Le champ disciplinaire du français inclut des savoirs spécifiques (la langue, les discours, la littérature), mais l’enseignant de français, quand il n’est pas lui-même polyvalent (comme dans le premier degré), partage avec d’autres des tâches d’enseignement qui élargissent son champ. Les disciplines se croisent au gré de projets d’équipes, d’opportunités, de partenariats possibles et d’injonctions institutionnelles fluctuantes. Le français est pris dans une nébuleuse de dispositifs qui mettent en œuvre des formes de collaboration interdisciplinaires diverses de par les objectifs visés, les modalités concrètes, les enjeux institutionnels, le degré de facilitation du travail des équipes engagées. Quels apprentissages ces interdisciplinarités favorisent-elles, et à quelles conditions ?

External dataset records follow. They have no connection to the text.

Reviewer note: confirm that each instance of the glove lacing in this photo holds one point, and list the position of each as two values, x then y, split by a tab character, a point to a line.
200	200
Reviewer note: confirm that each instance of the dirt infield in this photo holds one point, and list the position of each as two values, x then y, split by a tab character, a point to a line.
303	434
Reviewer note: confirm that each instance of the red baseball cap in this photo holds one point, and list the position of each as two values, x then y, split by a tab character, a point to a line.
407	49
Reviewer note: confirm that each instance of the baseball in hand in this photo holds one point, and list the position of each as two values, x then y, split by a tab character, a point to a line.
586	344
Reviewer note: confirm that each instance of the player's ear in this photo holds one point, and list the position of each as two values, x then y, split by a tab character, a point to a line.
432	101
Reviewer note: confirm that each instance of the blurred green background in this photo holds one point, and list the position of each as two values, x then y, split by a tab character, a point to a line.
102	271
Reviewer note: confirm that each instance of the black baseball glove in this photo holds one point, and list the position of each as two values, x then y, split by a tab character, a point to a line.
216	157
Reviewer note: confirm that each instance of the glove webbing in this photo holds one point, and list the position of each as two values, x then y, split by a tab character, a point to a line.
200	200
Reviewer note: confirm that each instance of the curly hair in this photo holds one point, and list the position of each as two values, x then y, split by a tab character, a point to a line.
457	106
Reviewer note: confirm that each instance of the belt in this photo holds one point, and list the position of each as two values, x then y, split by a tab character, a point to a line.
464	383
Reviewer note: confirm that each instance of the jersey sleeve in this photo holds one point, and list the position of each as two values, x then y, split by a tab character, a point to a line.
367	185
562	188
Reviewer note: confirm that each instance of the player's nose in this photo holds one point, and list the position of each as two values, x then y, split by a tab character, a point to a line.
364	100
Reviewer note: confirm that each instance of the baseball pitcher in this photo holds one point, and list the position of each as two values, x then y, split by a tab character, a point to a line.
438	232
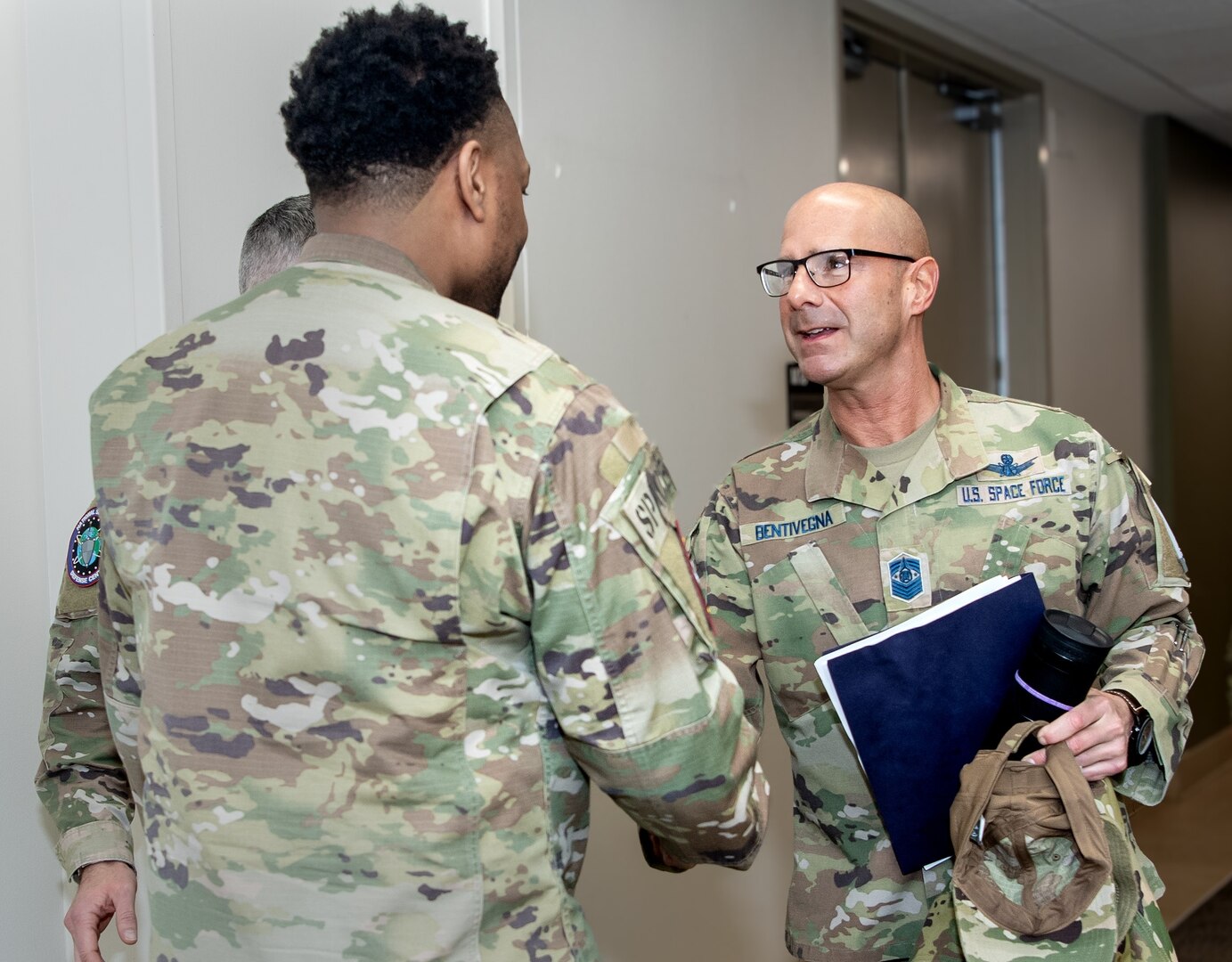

Le numéro est disponible aux Presses Universitaires du Septentrion.
Sommaire
Ce que les murs de ma classe disent de mes pas de côté disciplinaires au lycée / Catherine Mercier 7
Laisser la porte ouverte / Stéphanie Michieletto-Vanlancker 31
Le Grand Graveur et les petits enfants, ou tel est appris qui croyait apprendre / Patrice Heems 47
L’espace interdisciplinaire entre la discipline « français » et l’éducation artistique et culturelle / Jean-Charles Chabanne 63
L’atelier slam comme exemple de collaboration entre le français langue maternelle et l’anglais langue étrangère / Catherine Gendron 93
De différentes formes d’interdisciplinarité dans les programmes de collège / Isabelle Delcambre, Marie-Michèle Cauterman 109
EPI quoi encore ? / Sophie Dziombowski, Malik Habi, Stéphanie Michieletto-Vanlancker 141
Interdidactique et didactique du français : quels (r)apports ? quels enjeux ? / Nicole Biagioli 163
Interdisciplinarité choisie : trois disciplines autour de l’oral / Sophie Dziombowski 201
Regards croisés sur un dispositif de formation pluridisciplinaire / Pierre Carion, Christophe Charlet 211
Des nouvelles du livre pour la jeunesse : terrorisme (volet 2) / Élizabeth Vlieghe 223
Éditorial
Entre 2002, date de publication du numéro n° 37 de Recherches, Français et interdisciplinarité, et aujourd’hui, l’injonction interdisciplinaire s’est faite plus aigüe, elle s’impose à l’enseignant de manière à la fois plus intense mais aussi parfois plus douloureuse. Dans l’éditorial du n° 37, le comité de rédaction revenait sur le caractère protéiforme de la discipline « français » et sur la difficulté, déjà ancienne à l’époque, de trouver une cohérence entre les différents champs qu’elle recouvre. Il revendiquait la volonté de s’emparer de certains dispositifs visant à encourager l’interdisciplinarité (comme les travaux personnels encadrés ou les itinéraires de découverte), mais aussi de promouvoir un travail interdisciplinaire volontaire et autonome, dont la logique viendrait des nécessités de l’apprentissage. Il s’interrogeait enfin sur les conditions nécessaires pour qu’ouvrir la discipline et la classe au monde extérieur permette aux élèves de progresser, dans une conception large de l’interdisciplinarité. Ces trois dimensions sont présentes dans ce nouveau numéro, mais il semble qu’un travail difficile soit devenu indispensable pour assurer leur articulation. […]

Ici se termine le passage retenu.